The Edge

Richard Northedge takes on corporate finance

Tax cuts - a bungle rather than a bung

Alistair Darling flips his 10p coin and instead of tails, 5m people lose, it is heads, 22m win. Yet Darling emerges as a loser either way. He has dug a large hole to get himself out of a small one and he now needs to dig an even bigger one to extricate himself from the latest tax changes. And despite his largesse, he has received no glory.

His predecessor at the Treasury - now the prime minister - cut the basic rate of income tax to 20p and abolished the 10p band, but when it took effect in April 2008 the government received all the flack for the abolition leaving 5m people worse off but received no thanks for giving everyone else the lowest tax rate for 75 years. In expressing their opinion of the tax move, even the majority that gained financially allied themselves with the minority that lost.

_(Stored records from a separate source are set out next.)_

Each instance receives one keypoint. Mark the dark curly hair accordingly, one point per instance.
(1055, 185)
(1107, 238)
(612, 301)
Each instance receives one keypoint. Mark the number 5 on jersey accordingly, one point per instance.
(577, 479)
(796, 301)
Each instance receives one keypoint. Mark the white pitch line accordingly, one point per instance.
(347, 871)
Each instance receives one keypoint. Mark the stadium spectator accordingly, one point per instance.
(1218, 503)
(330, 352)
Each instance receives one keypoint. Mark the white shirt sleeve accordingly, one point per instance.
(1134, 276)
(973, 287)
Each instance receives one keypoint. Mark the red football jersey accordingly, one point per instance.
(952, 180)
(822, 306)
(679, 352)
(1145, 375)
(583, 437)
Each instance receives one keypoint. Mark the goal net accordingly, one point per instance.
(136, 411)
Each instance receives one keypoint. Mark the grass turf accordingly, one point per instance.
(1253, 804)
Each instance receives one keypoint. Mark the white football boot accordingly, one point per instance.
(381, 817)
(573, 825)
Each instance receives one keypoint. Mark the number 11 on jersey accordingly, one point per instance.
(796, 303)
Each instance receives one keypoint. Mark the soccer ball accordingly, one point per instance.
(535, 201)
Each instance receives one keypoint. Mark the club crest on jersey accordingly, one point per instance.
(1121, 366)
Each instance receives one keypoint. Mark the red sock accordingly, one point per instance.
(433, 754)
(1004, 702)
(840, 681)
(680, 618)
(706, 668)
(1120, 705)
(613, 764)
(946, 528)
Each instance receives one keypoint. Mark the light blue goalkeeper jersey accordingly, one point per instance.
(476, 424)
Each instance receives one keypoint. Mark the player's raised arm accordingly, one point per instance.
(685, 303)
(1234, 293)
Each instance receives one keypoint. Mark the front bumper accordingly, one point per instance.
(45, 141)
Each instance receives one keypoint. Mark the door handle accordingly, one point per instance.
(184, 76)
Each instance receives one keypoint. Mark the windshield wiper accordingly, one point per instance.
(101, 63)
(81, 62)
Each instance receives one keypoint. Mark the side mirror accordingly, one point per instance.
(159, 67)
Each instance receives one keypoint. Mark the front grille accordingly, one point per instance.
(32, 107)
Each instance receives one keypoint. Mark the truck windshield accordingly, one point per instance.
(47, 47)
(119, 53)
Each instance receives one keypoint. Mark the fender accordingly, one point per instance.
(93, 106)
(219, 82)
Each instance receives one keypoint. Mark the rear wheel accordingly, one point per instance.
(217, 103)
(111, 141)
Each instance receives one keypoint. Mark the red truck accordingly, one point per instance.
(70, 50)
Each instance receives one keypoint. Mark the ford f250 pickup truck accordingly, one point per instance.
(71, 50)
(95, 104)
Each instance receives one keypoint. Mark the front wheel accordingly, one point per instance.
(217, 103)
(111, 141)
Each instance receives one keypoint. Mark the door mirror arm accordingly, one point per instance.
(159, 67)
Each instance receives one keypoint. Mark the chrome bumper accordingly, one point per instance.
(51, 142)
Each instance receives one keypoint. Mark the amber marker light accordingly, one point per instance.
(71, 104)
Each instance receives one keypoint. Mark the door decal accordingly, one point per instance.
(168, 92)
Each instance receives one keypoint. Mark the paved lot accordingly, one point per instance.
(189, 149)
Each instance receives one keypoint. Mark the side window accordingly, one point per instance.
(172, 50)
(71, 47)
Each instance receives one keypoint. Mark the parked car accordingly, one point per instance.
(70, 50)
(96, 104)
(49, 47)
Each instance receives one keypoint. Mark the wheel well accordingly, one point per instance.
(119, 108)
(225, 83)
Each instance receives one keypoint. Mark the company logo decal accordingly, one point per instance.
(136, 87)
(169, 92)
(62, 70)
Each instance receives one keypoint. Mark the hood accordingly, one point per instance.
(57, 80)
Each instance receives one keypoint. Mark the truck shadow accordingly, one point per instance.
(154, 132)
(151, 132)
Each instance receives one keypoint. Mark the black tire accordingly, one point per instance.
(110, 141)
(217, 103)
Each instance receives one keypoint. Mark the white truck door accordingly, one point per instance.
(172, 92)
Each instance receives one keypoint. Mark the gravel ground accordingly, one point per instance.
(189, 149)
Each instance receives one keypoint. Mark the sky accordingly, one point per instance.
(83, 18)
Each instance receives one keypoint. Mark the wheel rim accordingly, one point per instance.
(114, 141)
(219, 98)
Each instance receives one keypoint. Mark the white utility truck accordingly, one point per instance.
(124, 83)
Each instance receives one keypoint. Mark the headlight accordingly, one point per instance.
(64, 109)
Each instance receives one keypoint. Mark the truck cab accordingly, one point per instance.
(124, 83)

There should have been a lesson there that applies to change of all sorts, from re-arranging the office furniture to rebranding products: that the appreciation of the positive is outweighed by the disappointment at the losses.

Now to appease the tax losers - or 4m of them - Darling has given a tax cut to 22m people. That ought to be an occassion for rejoicing but the effect is lost in the politics of why the hand-out has been made. When people have to pay an extra £120 tax that is an enormous sum; when they receive it as a tax cut it is regarded as measly. If the one-off cuts are restored next year there will be howls: expect more climbdowns as they are extended, therefore.

It is because the downside always seems larger than the upside that politicians should resist change. Instead of winning votes, the cash hand-out has lost the electorate’s support.

To borrow to give a tax cut is economic madness but there are redeeming points. Chaning the tax allowances is better than mucking about with the minimum wage to compensate the 10p losers, which was the previous month’s idea. Debt is not ideal but it is not disasteerous either, and by asking higher-rate taxpayers (who gain nothing from the tax changes) to help repay it, Darling is unintentionally redistributing income.

And the £2.7bn being borrowed will boost the economy. The US government has just handed out a tax cut to boost its economy and Darling might just justify his tax reduction on that basis (though it might mean admitting the UK is near to recession). Instead it is a fudge to cover up the previous fudge. It is a bungle rather than a bung - and it is not the way to run a nation’s finances.